A common parental lament is that kids have too much homework, particularly at the elementary school level. Complaining doesn’t help; sympathizing with your child does, however, and like it or not, they’ve still got to do it.
Homework is often a challenge for kids who participate in one or more after school activity. To ease this time crunch, many parents help them finish their homework. If you’re one of these parents, then you’ve earned a new title, “Helicopter Homework Parent.”
Do you know that your well-meaning but over-controlling interference may have a negative effect on your child? Several recent research studies suggest that you may unknowingly be doing more harm than good.

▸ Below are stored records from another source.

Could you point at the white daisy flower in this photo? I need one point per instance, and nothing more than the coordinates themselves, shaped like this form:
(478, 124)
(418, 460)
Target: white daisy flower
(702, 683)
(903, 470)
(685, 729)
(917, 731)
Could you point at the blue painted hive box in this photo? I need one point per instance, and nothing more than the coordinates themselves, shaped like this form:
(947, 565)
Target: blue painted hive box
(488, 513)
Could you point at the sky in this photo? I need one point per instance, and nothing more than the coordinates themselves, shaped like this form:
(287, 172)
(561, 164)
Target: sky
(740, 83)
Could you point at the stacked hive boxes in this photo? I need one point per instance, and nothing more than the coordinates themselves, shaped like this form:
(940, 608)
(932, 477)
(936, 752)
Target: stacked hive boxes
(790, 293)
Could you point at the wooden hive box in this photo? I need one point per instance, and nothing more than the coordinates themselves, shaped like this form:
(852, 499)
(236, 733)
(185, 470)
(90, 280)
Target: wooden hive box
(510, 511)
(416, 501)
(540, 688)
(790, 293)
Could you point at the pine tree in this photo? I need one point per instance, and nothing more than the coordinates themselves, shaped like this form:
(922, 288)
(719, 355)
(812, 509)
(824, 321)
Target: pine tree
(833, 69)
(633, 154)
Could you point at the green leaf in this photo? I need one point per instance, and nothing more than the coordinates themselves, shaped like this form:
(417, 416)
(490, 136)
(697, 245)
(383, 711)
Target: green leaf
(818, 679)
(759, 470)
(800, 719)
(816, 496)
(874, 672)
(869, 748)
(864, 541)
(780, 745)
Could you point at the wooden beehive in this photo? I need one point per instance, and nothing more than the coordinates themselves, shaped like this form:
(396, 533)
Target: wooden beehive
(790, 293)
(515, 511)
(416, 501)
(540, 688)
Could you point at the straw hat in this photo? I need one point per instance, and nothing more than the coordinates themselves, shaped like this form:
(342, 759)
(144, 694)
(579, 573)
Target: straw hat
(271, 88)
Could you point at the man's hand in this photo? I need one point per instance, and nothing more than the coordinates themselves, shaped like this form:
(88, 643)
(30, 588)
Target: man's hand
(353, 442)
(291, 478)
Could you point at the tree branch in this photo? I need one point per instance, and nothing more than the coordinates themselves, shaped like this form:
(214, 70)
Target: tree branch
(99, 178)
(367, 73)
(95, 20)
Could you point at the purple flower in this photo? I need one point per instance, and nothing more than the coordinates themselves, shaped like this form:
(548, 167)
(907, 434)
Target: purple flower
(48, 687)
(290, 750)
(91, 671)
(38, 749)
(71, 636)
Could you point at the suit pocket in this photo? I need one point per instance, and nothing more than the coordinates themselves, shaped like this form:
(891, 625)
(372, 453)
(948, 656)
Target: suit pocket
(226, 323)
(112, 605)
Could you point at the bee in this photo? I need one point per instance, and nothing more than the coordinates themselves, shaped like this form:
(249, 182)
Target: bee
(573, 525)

One study, “Over Parenting and Homework: The Student’s Task, but Everyone’s Responsibility,” was conducted by Australian clinical psychologist Dr. Judith Locke. She concluded that “too much parental involvement may create students who struggle or are incapable of taking responsibility for themselves. This assistance may cease to be beneficial, especially as children reach adolescence and young adulthood and result in poor resilience, a feeling of entitlement and reduced sense of responsibility.” She emphasized that when done independently, homework will help students develop self-directed learning skills, initiative, independence and confidence, as well as give them a sense of control.
This is not advocating a total hands-off approach, however, especially in the primary grades. Yes, it’s reasonable to quiz your child on spelling words the evening before the test, review salient points on a social studies quiz, tell them the correct spelling of an unknown word (rather than waste time and concentration telling them to “look it up”), and help them structure long-term assignments. Sitting down with them to correct every error, though, is a mistake and curtails the teacher’s ability to identify trouble spots. Homework with no errors gives a false impression.
So how do you become a guide on the side rather than the director? Setting the right environment is key. If your child has a desk in his or her room, he or she may choose to do homework there, but beware, distractions abound. Best to check on kids periodically to see if they’re on task. The kitchen table is also fine, but the trick here is not to hover; keep busy peeling the potatoes, but don’t distract your child by talking on the phone. If your child wants to chat, encourage him to wait until homework is finished. You’re teaching them concentration, which is a life skill. Frequently and sincerely praise his good work. Withhold it, however, when it’s sloppy. Tell them they can do better — then let it go. If you force your child to re-do messy papers, it feels like punishment.
Once children take the steps from elementary school to middle and then to high school, your involvement should decrease, meaning that constant meddling in an adolescent’s school assignments is age inappropriate. You’d be wiser to let kids this age take the initiative and learn the consequences of not preparing adequately or getting things done on time, suggests Dr. Locke. Even if you do want to help, and most Helicopter Homework Parents do, methods of teaching have changed and your “this is how you do it” interference is unwelcome and could actually work against your child.
Another study, one of the largest administered, measured the effect of parental involvement on academic achievement. Researchers Keith Robinson, (University of Texas, Austin) and Angel L. Harris, (Duke University), authors of The Broken Compass: Parental Involvement with Children’s’ Education (Harvard University Press, 2014), analyzed nearly 25,000 student surveys from the U.S. National Center for Education. These surveys included family questionnaires that included 63 measures of parental involvement, one of which was helping with homework. They were surprised to learn that this assistance resulted in few academic dividends, and in some instances, even backfired. Once children entered middle school it had the negative effect of bringing down test scores. Parental help is mostly inconsequential and sometimes can even hurt, the study concluded.
If you’re like most parents, you’ll willingly drive your kids to soccer practice, buy them the latest sports equipment, invest in the newest technology, keep the refrigerator stocked with their favorite foods, and lavish them with love and encouragement. When it comes to homework assistance, however, the yellow caution flag needs to be waved, before it turns red.